New report, The Gender Divide, identifies state gender disparities in prisons

Women’s prison populations are largely growing faster than men’s. See our 50-state analysis.

January 9, 2018

Easthampton, Mass. – States have made impressive progress over the last 10 years in reducing their prison populations, but for most women in prison, this progress might as well never have happened. Even as men’s incarceration rates are falling, women’s incarceration rates hover near record highs, a trend driven by criminal justice decisions at the state level. A new report from the Prison Policy Initiative identifies more than 30 states driving this national “gender divide.”

women's incarceration rates: select states and all 50 states

The mass incarceration of women has severe and far-reaching effects: 62% of women, for instance, are separated from minor children when they are put behind bars. But though this is largely an issue of state policy, “few people know what’s happening in their own states,” says Wendy Sawyer, author of The Gender Divide: Tracking Women’s State Prison Growth. Sawyer says states undermine their commitment to decarceration when their criminal justice reforms leave women behind.

For example:

  • Texas recently reduced its men’s prison population by 6,000, while backfilling its prisons with 1,100 more women.
  • Michigan’s female prison population grew 30% from 2009 to 2015, while the number of men in Michigan prisons fell by 8%.
  • Six other states have seen men’s prison populations decline even as women’s populations have climbed.

The report features more than 100 state-specific graphs tracking 40 years of women’s prison growth, designed to help policymakers assess the need for local reform. It also isolates the underlying causes of women’s mass incarceration, including the War on Drugs, harsh sentencing for violent offenses, and the growing frequency of women serving jail time.

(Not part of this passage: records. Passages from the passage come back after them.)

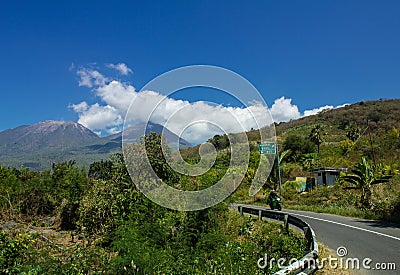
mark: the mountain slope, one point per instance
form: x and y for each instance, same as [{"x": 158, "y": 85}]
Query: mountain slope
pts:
[{"x": 41, "y": 144}]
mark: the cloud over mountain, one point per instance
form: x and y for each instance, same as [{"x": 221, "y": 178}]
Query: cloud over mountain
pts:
[{"x": 191, "y": 120}]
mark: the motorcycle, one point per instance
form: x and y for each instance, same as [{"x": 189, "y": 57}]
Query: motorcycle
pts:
[{"x": 275, "y": 203}]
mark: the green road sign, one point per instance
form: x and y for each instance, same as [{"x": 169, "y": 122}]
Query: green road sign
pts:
[{"x": 267, "y": 148}]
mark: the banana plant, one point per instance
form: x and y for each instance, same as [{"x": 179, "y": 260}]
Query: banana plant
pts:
[{"x": 363, "y": 178}]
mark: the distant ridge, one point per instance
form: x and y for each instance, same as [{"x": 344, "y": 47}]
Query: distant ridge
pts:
[{"x": 39, "y": 145}]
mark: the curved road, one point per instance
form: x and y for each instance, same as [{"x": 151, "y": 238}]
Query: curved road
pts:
[{"x": 362, "y": 239}]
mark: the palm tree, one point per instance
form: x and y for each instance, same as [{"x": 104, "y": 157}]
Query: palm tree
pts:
[
  {"x": 316, "y": 135},
  {"x": 363, "y": 178},
  {"x": 273, "y": 179},
  {"x": 353, "y": 132},
  {"x": 310, "y": 161}
]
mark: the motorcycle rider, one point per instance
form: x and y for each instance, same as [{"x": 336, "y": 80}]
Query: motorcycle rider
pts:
[{"x": 272, "y": 196}]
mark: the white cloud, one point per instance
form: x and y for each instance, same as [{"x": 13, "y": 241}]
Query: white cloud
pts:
[
  {"x": 80, "y": 107},
  {"x": 90, "y": 78},
  {"x": 317, "y": 110},
  {"x": 195, "y": 122},
  {"x": 121, "y": 68},
  {"x": 283, "y": 110},
  {"x": 98, "y": 117}
]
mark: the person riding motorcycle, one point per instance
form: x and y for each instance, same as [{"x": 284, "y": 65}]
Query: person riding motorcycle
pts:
[{"x": 274, "y": 200}]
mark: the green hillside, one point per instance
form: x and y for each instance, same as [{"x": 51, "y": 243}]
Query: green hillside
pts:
[{"x": 366, "y": 129}]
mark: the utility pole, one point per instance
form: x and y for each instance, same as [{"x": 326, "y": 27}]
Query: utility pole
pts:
[
  {"x": 372, "y": 144},
  {"x": 279, "y": 171}
]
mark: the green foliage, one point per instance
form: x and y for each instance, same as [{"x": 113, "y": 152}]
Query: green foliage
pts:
[
  {"x": 346, "y": 146},
  {"x": 220, "y": 141},
  {"x": 157, "y": 152},
  {"x": 364, "y": 176},
  {"x": 13, "y": 252},
  {"x": 298, "y": 146},
  {"x": 353, "y": 132},
  {"x": 310, "y": 161},
  {"x": 316, "y": 135}
]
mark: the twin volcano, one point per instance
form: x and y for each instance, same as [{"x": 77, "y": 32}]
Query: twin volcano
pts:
[{"x": 41, "y": 144}]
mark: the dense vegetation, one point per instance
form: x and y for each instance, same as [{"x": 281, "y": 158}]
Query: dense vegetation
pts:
[
  {"x": 68, "y": 221},
  {"x": 365, "y": 138}
]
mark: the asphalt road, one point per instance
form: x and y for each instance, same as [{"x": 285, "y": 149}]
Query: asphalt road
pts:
[{"x": 361, "y": 238}]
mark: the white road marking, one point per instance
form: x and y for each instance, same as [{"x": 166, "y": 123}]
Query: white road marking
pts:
[{"x": 351, "y": 226}]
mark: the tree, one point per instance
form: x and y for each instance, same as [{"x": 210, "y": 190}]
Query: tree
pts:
[
  {"x": 310, "y": 161},
  {"x": 316, "y": 135},
  {"x": 363, "y": 178},
  {"x": 353, "y": 132},
  {"x": 298, "y": 146},
  {"x": 273, "y": 179}
]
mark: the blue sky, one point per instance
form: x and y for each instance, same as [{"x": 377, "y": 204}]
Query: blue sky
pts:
[{"x": 315, "y": 53}]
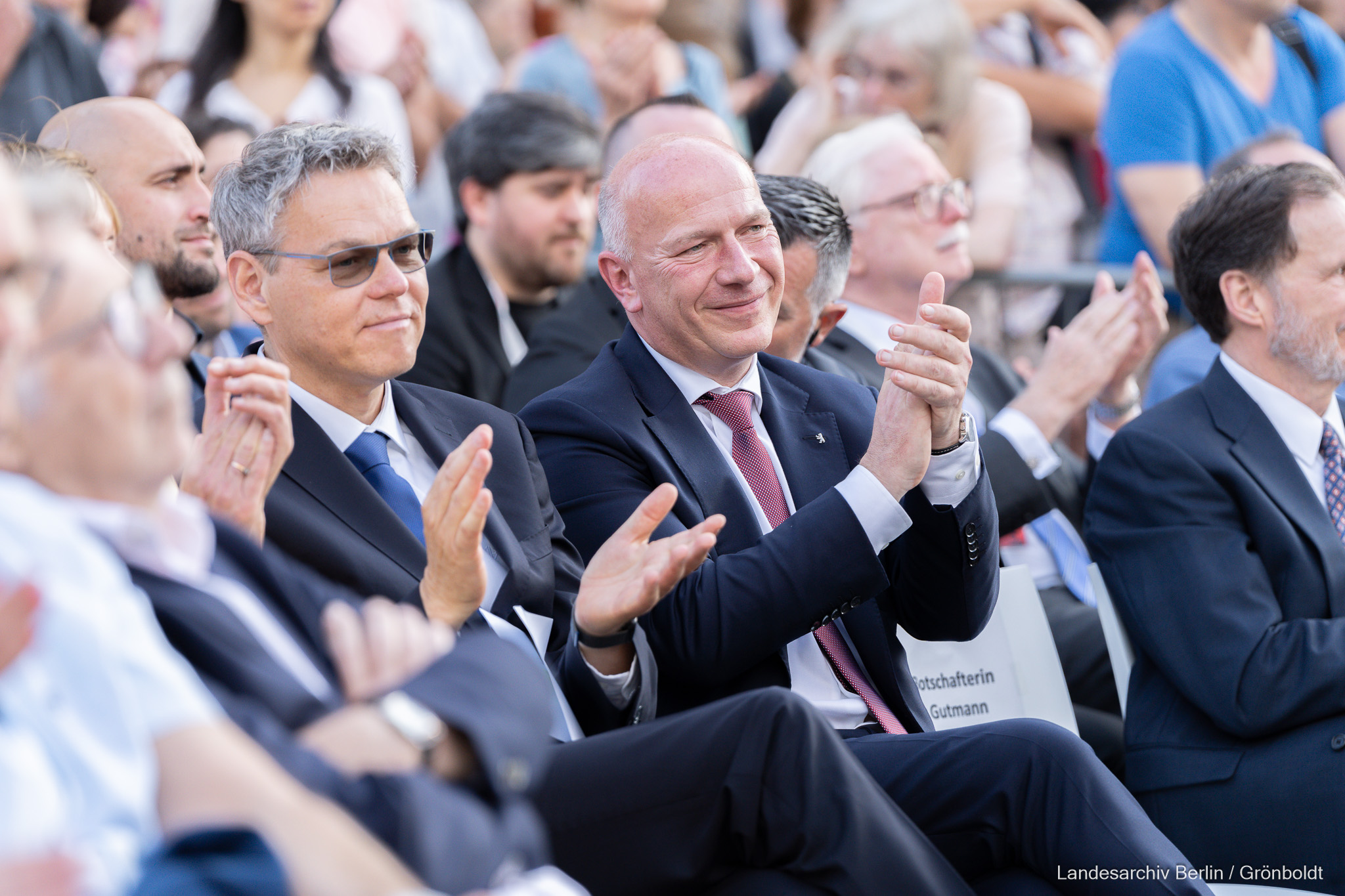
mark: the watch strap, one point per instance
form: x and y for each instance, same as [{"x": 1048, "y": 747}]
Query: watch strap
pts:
[{"x": 626, "y": 634}]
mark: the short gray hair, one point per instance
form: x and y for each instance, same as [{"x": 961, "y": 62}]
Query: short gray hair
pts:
[
  {"x": 937, "y": 33},
  {"x": 252, "y": 192},
  {"x": 805, "y": 211},
  {"x": 841, "y": 163}
]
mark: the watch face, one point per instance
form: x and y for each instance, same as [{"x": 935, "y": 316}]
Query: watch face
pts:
[{"x": 414, "y": 721}]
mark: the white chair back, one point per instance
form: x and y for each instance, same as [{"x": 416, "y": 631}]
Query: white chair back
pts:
[
  {"x": 1118, "y": 643},
  {"x": 1011, "y": 671}
]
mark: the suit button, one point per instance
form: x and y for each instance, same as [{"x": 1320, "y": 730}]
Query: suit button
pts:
[{"x": 516, "y": 774}]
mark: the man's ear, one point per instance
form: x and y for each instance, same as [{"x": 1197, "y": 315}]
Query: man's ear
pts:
[
  {"x": 827, "y": 320},
  {"x": 245, "y": 278},
  {"x": 475, "y": 202},
  {"x": 619, "y": 281},
  {"x": 1247, "y": 300}
]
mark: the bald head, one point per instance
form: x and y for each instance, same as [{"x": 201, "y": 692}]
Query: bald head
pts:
[
  {"x": 692, "y": 253},
  {"x": 661, "y": 119},
  {"x": 151, "y": 167},
  {"x": 659, "y": 164}
]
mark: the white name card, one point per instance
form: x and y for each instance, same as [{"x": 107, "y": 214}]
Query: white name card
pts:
[{"x": 1011, "y": 671}]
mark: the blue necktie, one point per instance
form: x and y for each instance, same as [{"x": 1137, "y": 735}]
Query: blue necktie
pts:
[
  {"x": 1331, "y": 450},
  {"x": 1071, "y": 557},
  {"x": 369, "y": 454}
]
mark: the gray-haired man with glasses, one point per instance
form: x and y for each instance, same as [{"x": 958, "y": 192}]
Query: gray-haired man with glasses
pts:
[
  {"x": 436, "y": 499},
  {"x": 910, "y": 218}
]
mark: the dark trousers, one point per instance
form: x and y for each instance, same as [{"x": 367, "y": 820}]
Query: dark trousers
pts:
[
  {"x": 752, "y": 794},
  {"x": 213, "y": 863},
  {"x": 1076, "y": 630},
  {"x": 1028, "y": 794}
]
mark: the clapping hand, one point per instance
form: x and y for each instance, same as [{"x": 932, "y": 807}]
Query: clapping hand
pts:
[
  {"x": 1098, "y": 354},
  {"x": 455, "y": 513},
  {"x": 630, "y": 574},
  {"x": 18, "y": 608},
  {"x": 245, "y": 440},
  {"x": 382, "y": 645}
]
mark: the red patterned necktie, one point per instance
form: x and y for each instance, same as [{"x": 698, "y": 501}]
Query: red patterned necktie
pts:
[
  {"x": 752, "y": 459},
  {"x": 1334, "y": 457}
]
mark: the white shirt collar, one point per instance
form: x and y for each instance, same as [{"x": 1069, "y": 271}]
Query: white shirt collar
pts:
[
  {"x": 340, "y": 426},
  {"x": 868, "y": 326},
  {"x": 1298, "y": 425},
  {"x": 693, "y": 385},
  {"x": 174, "y": 539}
]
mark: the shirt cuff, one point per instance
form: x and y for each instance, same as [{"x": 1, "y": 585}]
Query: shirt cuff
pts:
[
  {"x": 951, "y": 476},
  {"x": 880, "y": 515},
  {"x": 1028, "y": 441},
  {"x": 619, "y": 688},
  {"x": 1098, "y": 436}
]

Women in prison are uniquely burdened by mental health problems and trauma, and Sawyer notes that most prisons, having been designed for men, “make those problems worse.” But she stresses that the appropriate response “is not to build better prisons – it’s to ensure women are included in reforms that move people away from prisons.” Most women in the justice system could be better served through alternatives to incarceration. Developing those solutions should be an urgent priority in every state.